SmartFinish: Ütüye ayırdığınız süre artık size kaldı 

Kim ister çamaşırların başında ütüyle saatlerini harcamayı? SmartFinish teknolojisi buharın gücünü kullanarak kırışıklıkları daha makineden çıkmadan %50’ye kadar azaltıyor. Sonuç? Daha az ütü, daha çok kendinize ayırdığınız zaman. Teknolojinin keyfini çıkarmak için Siemens Home Connect uygulamasıyla SmartFinish’i açmanız yeterli. Ütü masası açmadan, güç harcamadan, zaman kaybetmeden kıyafetleriniz giyime hazır hale gelir. Bir toplantı öncesi, spontane bir plan öncesi ya da sadece rahatlık istediğiniz bir anda SmartFinish teknolojisi sizin için çalışır.  

Program İndirme: Makineniz hep güncel, hep “yenilikte” 
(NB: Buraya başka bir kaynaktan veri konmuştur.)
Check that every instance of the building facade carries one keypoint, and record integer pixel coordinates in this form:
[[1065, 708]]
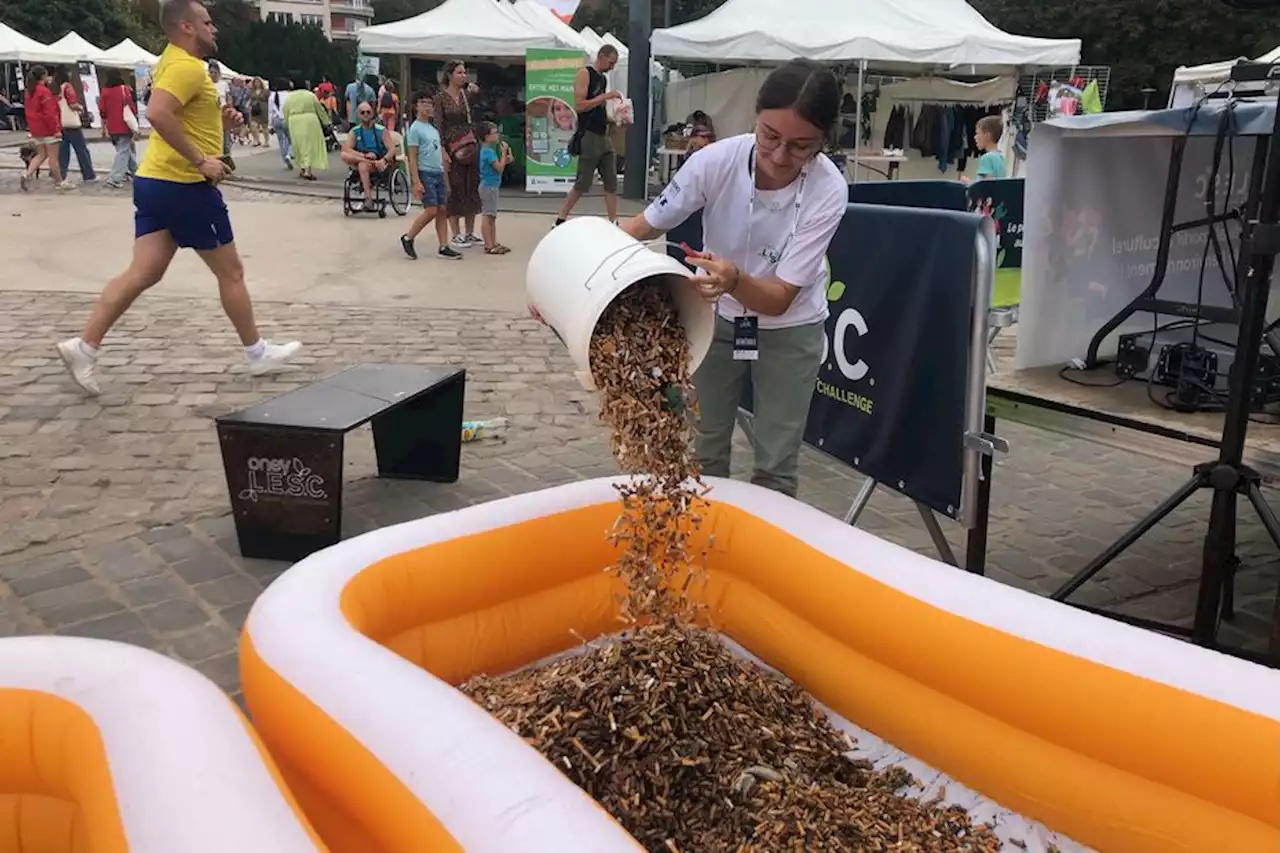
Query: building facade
[[338, 18]]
Siemens iQ500 Çamaşır ve Kurutma makinesi, güncel yeni programları kolayca indirip tek dokunuşla kullanabilirsiniz. İhtiyaç değiştikçe çamaşır makineniz de sizinle birlikte kendini güncelliyor. Siemens’in en sevilen yanlarından biri, cihazların statik kalmaması. Yani bugün aldığınız çamaşır makinesi birkaç yıl sonra bile yeni özellikler kazanabiliyor. 



Siemens Home Connect üzerinden cihaza özel yeni yıkama ve kurutma programları indirebiliyorsunuz. Mevsimsel ihtiyaçlar, moda olan yeni kumaş türleri, spor kıyafetlerin gelişmesi… Ne değişirse değişsin, makineniz hep güncel kalıyor. 

Tıpkı telefonunuza uygulama güncellemesi indirir gibi çamaşır ve kurutma makineniz de güncellemelerle değişen yaşam tarzınıza ayak uyduruyor. 

Akıllı deterjan yönetimi: i-Dos ile her yıkamada doğru ölçü 

Makineyi tamamen doldurunca veya tek parça kıyafeti makineye attığınızda ne kadar deterjan koyacağınızı bilemiyor olabilirsiniz. İşte tam bu noktada i-Dos Deterjan Tarama teknolojisi devreye giriyor. Siemens Home Connect üzerinden şişelerin barkodunu okutup su sertliği ve deterjan yoğunluğunu makineye iletiyor, i-Dos ise her yıkamada doğru miktarı otomatik olarak ayarlıyor. Üstelik Siemens Home Connect uygulaması, deterjan seviyesini takip ederek deterjanınız tükenmeden önce size haber veriyor. Tek yapmanız gereken uygulamayı telefonunuza yüklemek ve çamaşır makinenizi uygulamaya bağlamak. 

stainRemoval teknolojisi: Zorlu lekelerle inatlaşmayı unutun 

Çay, yağ, makyaj, çikolata lekeleri… Gün içinde fark etmeden üzerinize bulaşan lekeler artık kâbus olmaktan çıkıyor. Siemens iQ500 çamaşır makinesi ile stainRemoval teknolojisi devreye giriyor. Tek bir dokunuşla çay, yağ, kozmetik veya günlük hayatta karşılaştığınız diğer zor lekeler için özel programları aktif edebilirsiniz. 

Siemens Home Connect uygulaması sayesinde daha fazla leke türünü ve bunlar için geliştirilmiş özel programları keşfetmek de mümkün. Yani sadece “lekeyi çıkar” demekle kalmıyor, sizin için en doğru yıkama programını da otomatik olarak öneriyor. Böylece hem lekelerle uğraşmak zorunda kalmıyor hem de giysilerinizin ömrünü koruyorsunuz. 

Artık çocuğunuza yemek yedirirken dökülen yemek lekeleri, kahve kazaları ya da mutfakta sıçrayan yağ lekeleri sizi endişelendirmiyor. stainRemoval, günlük hayatın getirdiği küçük sürprizlere karşı en güvenilir yardımcınız oluyor. 

Siemens iQ500 çamaşır ve kurutma makineleri, artık sadece kıyafetlerinizi temizleyen makineler değil; size zaman, konfor ve güven veren akıllı iş ortaklarınızdır. Ütüye harcadığınız vakti kendinize ayırın, lekelerle uğraşmayı unutun ve teknolojinin yaşam alanınıza uyumunun keyfini yaşayın.

*Bu yazı Siemens’in katkılarıyla hazırlanmıştır.